Une biennale démissionnaire (2)

Exposição de Lucia Nogueira durante pré-abertura da 33a Bienal de São Paulo. 02/09/2018. © Leo Eloy / Estúdio Garagem / Fundação Bienal de São Paulo.

en espagnol

Dans la Biennale de Sao Paulo (jusqu’au 9 décembre), un peu moins de la moitié de l’espace est consacré aux expositions personnelles de 12 artistes choisis par le commissaire général; on pourrait donc s’attendre là à un peu plus de cohérence que dans les sept cartes blanches évoquées hier. Et puis on réalise que trois des douze artistes sont décédés et ont donc droit à un hommage posthume (celui à l’artiste formaliste Lucia Nogueira, ci-dessus, est très muséal et froid; quant aux broderies de Feliciano Centurion, elles n’ont pas grand intérêt; par contre le troisième est la vraie exception ici, voir plus bas)) et qu’un autre artiste, Siron Franco présente des oeuvres datant de 1987 (autour d’une contaminiation radioactive au cesium 137). Est-ce là le rôle d’une biennale ?
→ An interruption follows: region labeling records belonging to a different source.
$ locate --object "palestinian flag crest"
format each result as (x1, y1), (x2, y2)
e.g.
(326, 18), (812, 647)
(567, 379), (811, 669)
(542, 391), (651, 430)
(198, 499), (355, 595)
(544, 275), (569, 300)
Tamar Guimaraes, O Ensaio, affiche, 2018

Parmi les huit autres, la plupart ont une approche très formelle, très froide : les bois courbes d’Alejandro Corujeira,  les objets inanimés de Luiza Crosman, les jeux de lumière de Maria Laet, les pots de cactus de Nelson Felix, les toiles comics de Vânia Mignone, les pierres décoratives de Denise Milan. Un exemple frappant est le travail de Bruno Moreschii, qui n’est qu’une interrogation autocentrée sur la Biennale elle-même. Il est étonnant que, en ces temps de turbulence au Brésil et en Amérique latine, une biennale soit aussi déconnectée des réalités sociales et politiques de son environnement. Deux exceptions heureusement : d’abord, le film de Tamar Guimaraes (vue à Bernard Anthonioz en 2012), O ensaio (la répétition), où, dans ce même bâtiment de Niemeyer, des comédiens répètent une pièce tirée du roman culte de Machado de Assis, Mémoires posthumes de Bras Cubas (oeuvre remarquable et incisive, d’un septicisme ironique désabusé très actuel, mais écrite dans un style très particulier, où l’auteur ne cesse de s’adresser au lecteur en l’apostrophant). Outre la dimension critique propre de ce livre, le film est plein d’allusions à la politique brésilienne contemporaine (dont des citations de Lula, que seul un Brésilien pourra déchiffrer pour vous). C’est un beau travail sur la répétition, sa dynamique et ses écueils.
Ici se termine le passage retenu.